One last thing I’ll repeat here is that while metrics are fantastic for smell tests, they are no replacement for actually inspecting an understanding an implementation, and a use case’s requirements.
Architecture and API
After laboriously trying to characterize the problem we’re trying to solve, and understanding the space of solutions, we can finally dip our toes into something verging on implementation.
Of late, I’ve been a fan of test-driven development. Like most engineers, I like to build things, and I found the notion of writing tests first to be cumbersome. By default, when I started programming professionally, I went ahead and did the standard test-after-development methodology (in spite of my professors in university telling me to do the opposite). Research seems to indicate that writing tests before implementing tend to result in fewer errors, higher test coverage, and generally higher quality code. Perhaps more importantly, I find that test-driven development helps to decompose the weighty problem of implementing an algorithm.

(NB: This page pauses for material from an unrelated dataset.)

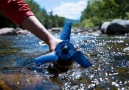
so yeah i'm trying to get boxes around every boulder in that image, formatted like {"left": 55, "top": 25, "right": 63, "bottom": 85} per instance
{"left": 101, "top": 22, "right": 111, "bottom": 34}
{"left": 0, "top": 28, "right": 30, "bottom": 35}
{"left": 0, "top": 28, "right": 17, "bottom": 35}
{"left": 101, "top": 19, "right": 129, "bottom": 35}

So what does this look like?
Instead of a monolithic ticket called “Implement NDT” (including tests), which would result in an addition of several thousand lines of code (something more or less impossible to effectively review), we can instead break up the problem into something a little bit more tenable:
Write out the classes and public methods for the algorithm (aka architecture)
Write the test cases for the algorithm using the public API (they should fail!)
Implement the algorithm logic
The first step, then, is unequivocally to write out the architecture and API for an algorithm. I’ll talk about the other steps in another post.
While there are a lot of works that tell you how to “do architecture”, that mostly tells me that designing a software architecture is a bit of a black art. Personally, the way I like to think about software architecture is drawing boundaries between concepts, and trying to characterize the degrees of freedom in a problem statement and solution method in terms of concepts.
What are the degrees of freedom in NDT then?
Our literature review tells us that there are different ways of representing the scan or observation (i.e. P2D-NDT and D2D-NDT). Similarly, our high-level design document tells us that we have multiple ways of representing the map (i.e. static, or dynamic), so that too is a degree of freedom. More recent literature also tells us that the optimization problem can be modified. Even then, we see from comparing a practical implementation and the literature that even the details of the optimization solver can vary.
And the list goes on and on.
For our first pass design, we settled on the following concepts:
Algorithm and node interfaces
With some subdivision within.
The ultimate hope for an architecture is that it is extensible and maintainable. Whether our proposed architecture fulfills this hope is something only time will tell.
It needs repeating that what was represented here was only the first pass through the design phase. It has been famously said that no battle plan survives an encounter with the enemy, and the same is very much true with software design. The ultimate failure of the waterfall model came from the assumption that the specification and design were implemented perfectly. Needless to say, no specification or design is perfect, and as implementation and testing occur, flaws will be discovered, and amendments will have to be made to the designs and documents outlined here.
And that’s fine. We as engineers aren’t our work, and all we can try to do is iterate our way towards more perfect systems. With all the words produced for the development of NDT, I think we’ve made a good first step.